Malgré les efforts de la dernière décennie, le problème de l’endettement n’est pas résolu. La dette publique pèse toujours aussi lourd dans le budget général de l’Etat. A fin novembre, elle caracole à 36 milliards de DH, soit le double des dépenses dédiées à l’investissement (15 milliards de DH). La palme revient néanmoins aux charges de fonctionnement qui polarisent 100 milliards de DH.

En dépit du poids de son endettement, le Trésor réussit plus ou moins à stabiliser les charges liées aux intérêts autour de 15 milliards de DH, grâce à la baisse du coût de la dette extérieure (en repli de 4%).
Jusque-là, le coup d’arrêt donné à l’endettement extérieur a déclenché le mécanisme des vases communicants. Les ressources locales ont été fortement sollicitées. Ce qui n’est pas gênant, tant que la croissance économique reste faible et le marché financier peu sollicité. Les dernières données de la Trésorerie générale du Royaume (TGR), arrêtées à fin novembre 2005, le confirment: les intérêts de la dette intérieure constituent l’essentiel de la charge avec 13 milliards de DH contre 2 milliards pour les emprunts internationaux.
A ce stade, le processus ne risque-t-il pas d’atteindre ses limites?
Une chose est sûre: le recours massif à l’endettement intérieur depuis les années 80 commence à impacter les taux d’emprunts domestiques. Ces derniers ont gagné 1% à fin novembre 2005, mettant fin à une longue période de détente. Désormais, il faudra suivre de près le phénomène pour en mesurer l’impact sur le coût de financement du Trésor.
D’ailleurs, le rapport économique et financier 2006 anticipe un renchérissement du service de la dette. Celui-ci passera de 12 milliards à 19 milliards de DH. Pour comparaison, les dépenses d’investissement inscrites dans le budget général sont évaluées à 20 milliards de DH.

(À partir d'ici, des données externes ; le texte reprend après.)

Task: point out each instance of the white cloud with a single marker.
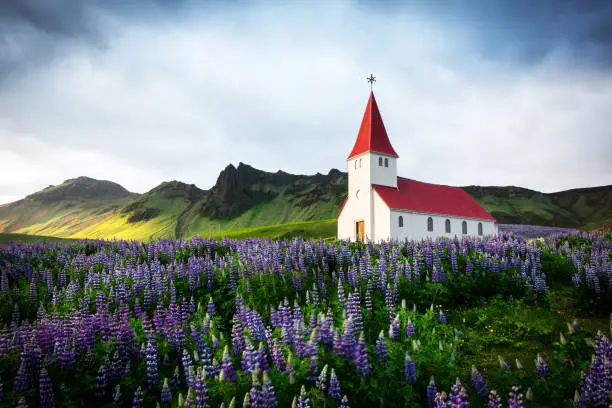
(286, 89)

· Fin de la trêve sur les taux d’intérêt

Jusque-là, l’arbitrage en faveur de la dette intérieure a permis de limiter les remboursements en devises et de se prémunir contre le risque de change. Il a également permis à l’Etat de bénéficier de la baisse tendancielle des taux d’intérêt durant les 5 dernières années, grâce à la gestion active de la dette et au refinancement de la dette onéreuse.

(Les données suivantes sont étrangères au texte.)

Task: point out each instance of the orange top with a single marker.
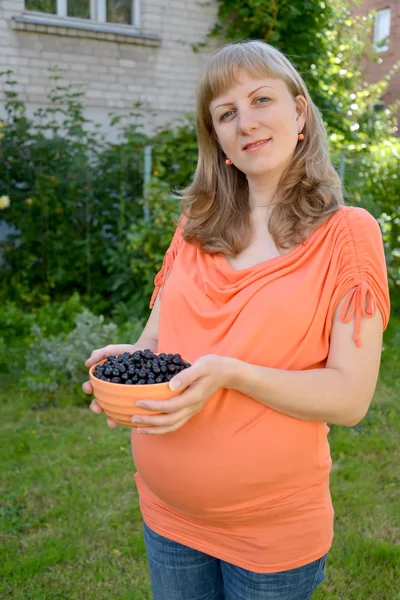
(241, 481)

Toutefois, cette option a aggravé l’effet d’éviction, favorisant le Trésor au détriment des entreprises et des investissements productifs. Tant que la machine industrielle tourne au ralenti et que les opérateurs hésitent à lancer de nouveaux projets d’extension ou de modernisation, le Trésor peut puiser dans l’épargne domestique pour financer ses besoins, sans risque de provoquer de fortes tensions sur le marché.
En revanche, si les industriels décident de réagir pour survivre dans un marché ouvert à la libre-concurrence, le marché de la dette intérieure peut connaître de grandes perturbations dans les prochains mois. Les taux d’intérêt risquent alors de partir à la hausse. Les conséquences peuvent être de plusieurs ordres. D’une part, le renchérissement du loyer de l’argent peut freiner la réalisation de projets d’investissement privés.
D’autre part, il alourdirait davantage le coût de l’endettement du Trésor. Le phénomène semble déjà en marche puisque, entre décembre 2004 et novembre 2005, l’encours de la dette intérieure a augmenté de 14% à 253 milliards de DH.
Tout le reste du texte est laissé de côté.